Steam Beer—America’s Monumental Brew Still Going Strong

By Fred Eckhardt Published November 2009, Volume 30, Number 5

Whenever I visit the San Francisco Bay area, I always make sure to have some draught Anchor Steam Beer. This is California’s monumental contribution to America’s great beer heritage, and a cornerstone brew in our ongoing craft beer revolution. California common beer, as the style is known, remains one of my favorite styles, but finding it on draft outside of San Francisco is fairly rare.

Nevertheless, California common is, in my opinion, closely related to another favorite of mine: Düsseldorf-style altbier. Common beer is fermented with lager yeast at warm ale-temperatures and aged in lager style, also at warmer temperatures; whereas alt-bier is fermented with ale yeast and aged lager-style at much colder aging temperatures. They make an interesting comparison, mostly because the two styles are so similar to each other.

Steam beer was a bridge between ales and lagers of the nineteenth century and also a bridge to the twentieth.

California Steam Beer a.k.a. California Common Beer

California steam beer was the bridge between those old styles and the new craft beer movement. This beer type, introduced in the later part of the 19th century, only reached its full potential in the 1970s as the last great American style of the old days and the first great American style of the new craft beer era.

Steam beer originated in about 1851, a little after the California Gold Rush started. It is actually an ale, warm fermented, but with bottom working (lager) yeast instead of the usual top working (ale) yeast normal for that beverage. These mid-nineteenth century immigrant German brewers finished out their beer, in warm California, as they had been taught: that is by lagering it in cool cellars (but not as long, and not as cold). Those German brewers were lager-addicted. In Germany, they had even started lagering their top fermented ales (altbier) and in this new country they were forced to brew bottom-fermented beer at warm temperatures, where cold ferments and lagering were unfeasible.

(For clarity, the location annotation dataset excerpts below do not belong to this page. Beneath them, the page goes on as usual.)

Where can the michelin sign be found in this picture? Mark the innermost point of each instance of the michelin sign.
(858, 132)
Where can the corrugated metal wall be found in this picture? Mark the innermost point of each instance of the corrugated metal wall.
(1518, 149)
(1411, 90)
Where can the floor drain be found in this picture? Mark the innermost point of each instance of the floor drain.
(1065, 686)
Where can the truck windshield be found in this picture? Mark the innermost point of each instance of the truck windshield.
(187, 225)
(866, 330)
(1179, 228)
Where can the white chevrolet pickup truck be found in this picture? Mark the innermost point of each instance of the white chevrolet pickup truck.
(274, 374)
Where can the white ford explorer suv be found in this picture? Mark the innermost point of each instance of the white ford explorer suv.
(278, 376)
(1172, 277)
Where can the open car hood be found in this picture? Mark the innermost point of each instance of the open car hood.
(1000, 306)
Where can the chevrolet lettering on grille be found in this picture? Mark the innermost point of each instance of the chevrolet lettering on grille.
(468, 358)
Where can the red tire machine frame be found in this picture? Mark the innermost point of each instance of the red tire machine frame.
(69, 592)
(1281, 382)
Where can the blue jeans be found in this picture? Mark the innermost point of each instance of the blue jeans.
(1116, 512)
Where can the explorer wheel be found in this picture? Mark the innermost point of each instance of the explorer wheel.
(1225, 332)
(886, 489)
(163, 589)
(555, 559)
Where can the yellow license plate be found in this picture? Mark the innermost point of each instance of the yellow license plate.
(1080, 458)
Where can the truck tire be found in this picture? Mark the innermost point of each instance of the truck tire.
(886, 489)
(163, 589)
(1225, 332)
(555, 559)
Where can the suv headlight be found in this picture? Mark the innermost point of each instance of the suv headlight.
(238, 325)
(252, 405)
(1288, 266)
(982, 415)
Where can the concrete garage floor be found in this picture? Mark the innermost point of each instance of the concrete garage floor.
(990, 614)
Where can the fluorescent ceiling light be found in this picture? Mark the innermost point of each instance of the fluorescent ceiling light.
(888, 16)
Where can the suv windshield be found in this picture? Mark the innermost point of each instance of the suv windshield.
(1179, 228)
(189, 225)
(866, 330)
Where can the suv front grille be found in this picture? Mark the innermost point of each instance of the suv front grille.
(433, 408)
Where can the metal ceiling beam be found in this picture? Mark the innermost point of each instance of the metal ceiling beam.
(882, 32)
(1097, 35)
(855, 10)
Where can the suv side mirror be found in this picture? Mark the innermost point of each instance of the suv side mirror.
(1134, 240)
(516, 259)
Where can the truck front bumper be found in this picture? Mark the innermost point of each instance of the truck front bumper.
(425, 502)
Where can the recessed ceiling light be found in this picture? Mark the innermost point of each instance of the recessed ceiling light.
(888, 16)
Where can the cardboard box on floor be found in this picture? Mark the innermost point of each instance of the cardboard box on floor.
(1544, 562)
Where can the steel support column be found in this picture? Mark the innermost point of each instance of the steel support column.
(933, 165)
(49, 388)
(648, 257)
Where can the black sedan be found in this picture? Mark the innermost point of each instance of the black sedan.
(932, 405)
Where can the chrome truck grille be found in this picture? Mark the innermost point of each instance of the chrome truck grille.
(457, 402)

As time went by, this new beer came to be kräusened in the German (lager) style, rather than primed in the English (ale) fashion. Priming is the addition of sugar to the finished beer, which then causes a ferment in the container, resulting in a small increase to the alcohol content and the carbonation of the finished beer. German brewers felt obligated, even in this new country that had adopted them, to follow the ancient Reinheitsgebot purity law. Sugar was verbotten, so a small volume of kräusen (new fermenting beer) was added directly to the casks before bunging (closing) and delivery. This additional ferment gave the product a rich, creamy head, especially so because the beer was served warmer and therefore under much heavier pressure (carbonation) than we are accustomed to seeing these days.

A beer writer of the time, John Buchner, writing in the Western Brewer, in 1898, gives us the scoop: “Steam Beer is bottom fermenting at high temperatures of 60-69F/15-20C… [the beer] is allowed 10-12 days…from mash tub to glass.” “Steam” refers to strong CO2 pressure 50-60-lbs/in2 caused by kräusening with green beer as priming, thus building steam. Buchner was no fan: “not a connoisseur’s drink… tastes better than raw hopped, bitter and turbid ales.”

Steam beer was a bridge between ales and lagers of the nineteenth century and also a bridge to the twentieth. Even though ice machines became available by the 1870s, steam beer remained popular in San Francisco and other parts of California and, indeed, the nation.

Fred Eckhardt lives and drinks beer and a wide variety of alcohol beverages in Portland, Oregon, but Anchor Steam remains a favored libation.